Department of Biomaterials, Graduate School of Biomedical and Health Sciences, Hiroshima University.
Faculty of Dental Medicine, Airlangga University.
Dent Mater J. 2024 Sep 28;43(5):718-728. doi: 10.4012/dmj.2024-138. Epub 2024 Aug 30.
Bone tissue engineering using biodegradable porous scaffolds is a promising approach for restoring oral and maxillofacial bone defects. Recently, attempts have been made to incorporate proteins such as growth factors to create bioactive scaffolds that can engage cells to promote tissue formation. Collagen-based scaffolds containing bone morphogenetic protein-2 (BMP2) have been studied for bone formation. However, controlling the initial burst of BMP2 remains difficult. Here we designed a functional chimeric protein composed of BMP2 and a collagen-binding domain (CBD), specifically the A3 domain of von Willebrand factor, to sustain BMP2 release from collagen-based scaffolds. Based on the results of computer-based structural prediction, we prepared a chimeric protein consisting of CBD and BMP2 in this order with a peptide tag for affinity purification. The chimeric protein had a collagen-binding capacity and enhanced osteogenic differentiation of human mesenchymal stem cells. These results are consistent with insights from in silico structural prediction.

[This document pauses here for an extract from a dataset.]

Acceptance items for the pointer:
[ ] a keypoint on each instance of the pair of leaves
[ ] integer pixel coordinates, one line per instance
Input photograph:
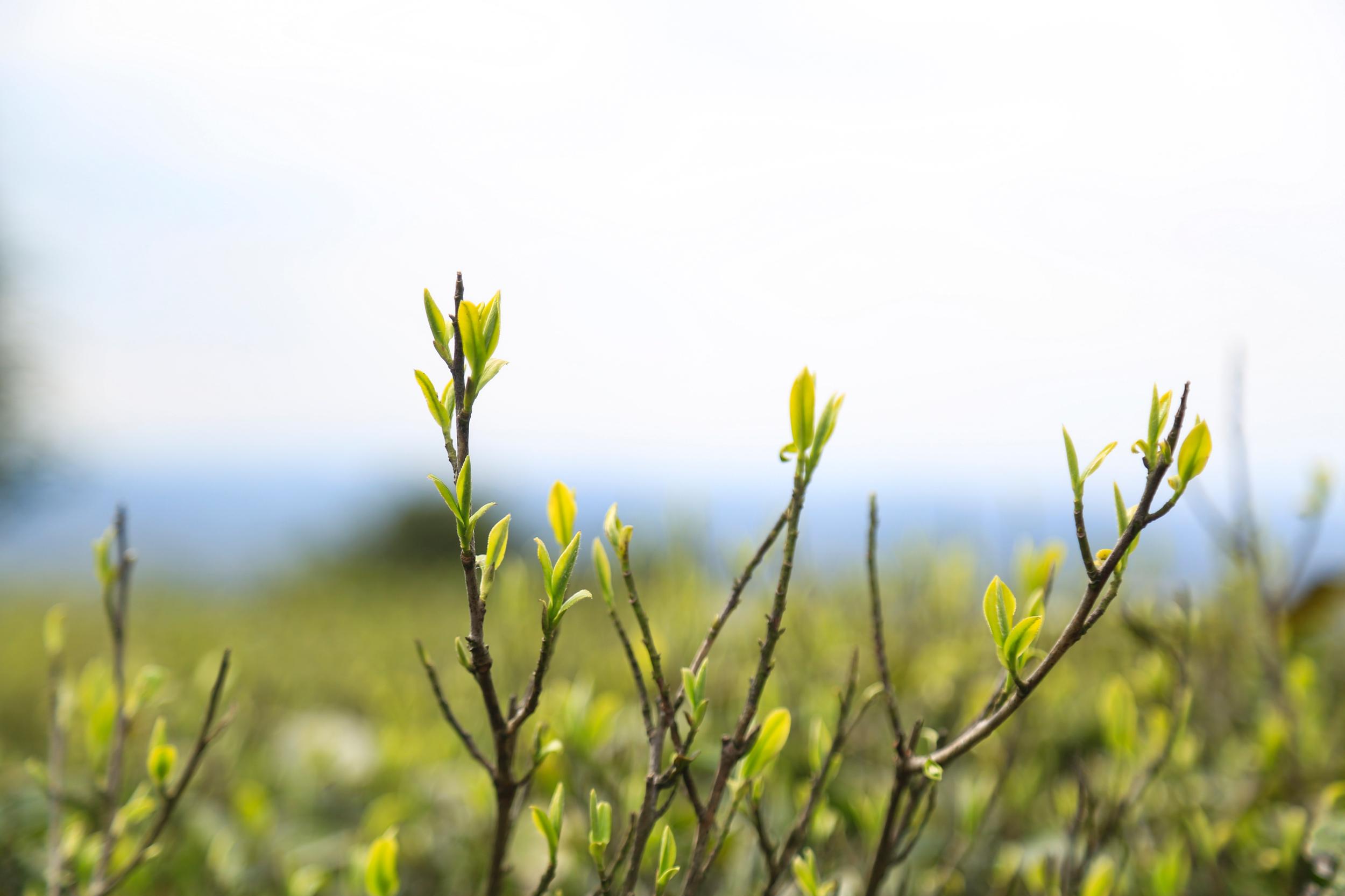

使用可生物降解多孔支架进行骨组织工程是修复口腔颌面骨缺损的一种很有前途的方法。最近,人们试图将生长因子等蛋白质掺入生物活性支架中,以激活细胞促进组织形成。含有骨形态发生蛋白 2(BMP2)的基于胶原蛋白的支架已被用于骨形成的研究。然而,控制 BMP2 的初始释放仍然很困难。在这里,我们设计了一种由 BMP2 和胶原蛋白结合域(CBD)组成的功能嵌合蛋白,特别是 von Willebrand 因子的 A3 结构域,以从基于胶原蛋白的支架中持续释放 BMP2。基于计算机结构预测的结果,我们用亲和纯化的肽标签制备了 CBD 和 BMP2 按此顺序排列的嵌合蛋白。该嵌合蛋白具有胶原蛋白结合能力,并增强了人骨髓间充质干细胞的成骨分化。这些结果与计算机结构预测的见解一致。